As a kid, Ives — a Hornets fan — would check the box scores in the paper, comparing Glen Rice’s nightly output with Michael Jordan (Rice finished third in points per game in 1996-97 behind Jordan and Karl Malone). While he says he never thought to pursue a career in sports analytics — “It just sort of found me” — he always liked numbers, an approach that shines through in his posts.
That Big Three helps make UNC basketball Twitter one of the most informed communities in college sports. But, it doesn’t exactly help fans cope with a disappointing 8-8 campaign, one that has seen the Tar Heels drop four straight ACC games with their NCAA Tournament chances now seriously up in the air.
“They’re not good,” Ives deadpans. “They’re not just like, ‘Oh, we’re underachieving.’ They’re a bad basketball team.”
That’s why there are accounts like UNC Humor, run by Michael Hardison, to soften the blow. As a UNC undergraduate student, Hardison started a Facebook meme page with a friend. Soon, he made the move to Twitter, where he’s amassed more than 26,000 followers.
Hardison has since pivoted to content focused on sports commentary and conversation, and sees his account as a “great way to stay connected with the community.” Recently, that’s meant a lot of commiserating about a season that has tested the limits of Murphy’s Law. Everything that can go wrong — an offense that has yet to gel, injuries to nearly every contributor at various points — has.
“After the way that this season has gone so far, I’ve decided to transition my account from analysis to just memes,” John Bauman, a DTH alum whose content has landed him more than a thousand followers, said soberly.
Still, there are silver linings, even for the most painfully invested fans.
“We’re very fortunate to tout (this season) as our worst year of the decade,” Hardison said. “UNC basketball is one of the top programs in the country, and I think years like this happen … we don’t really realize how good we have it.”
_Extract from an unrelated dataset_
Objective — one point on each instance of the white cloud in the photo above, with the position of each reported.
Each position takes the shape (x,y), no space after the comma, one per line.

Levels of optimism might vary — most are dubious of the Tar Heels’ March Madness odds — but levels of involvement do not. It begs the question: what other college programs can claim a Twitter fandom that matches UNC’s?
Clemson football Twitter got a mention, as did Virginia, Duke, Kansas and Kentucky basketball. And Gallo gave a shout out to the growing infrastructure around Ivy League hoops, with Yale and Harvard grads angling to become the Billy Beane of basketball.
“If you read some of their stuff,” Gallo said, “it’s kinda nuts.”
But when it comes to a diversity of voices and perspectives — many of which operate outside of a traditional media context — there seems to be a consensus: the UNC hoops community is in pole position.
“There’s a pretty good mix,” Atkinson said. “People like to consume basketball in different ways. Not everyone wants to dig deep into the numbers like I do, or break down X’s and O’s. But Carolina’s got a good mix of those, and then just super-fans who like watching the games and cheering.”
“I don’t think there’s many other college programs that have such an intense following,” Bauman agreed. “Some SB Nation team accounts sort of serve as the de facto gathering place for the fans, but it feels like UNC has so many different accounts and they all have different purposes and share different types of things.
“It’s a really cool little ecosystem to be a part of.”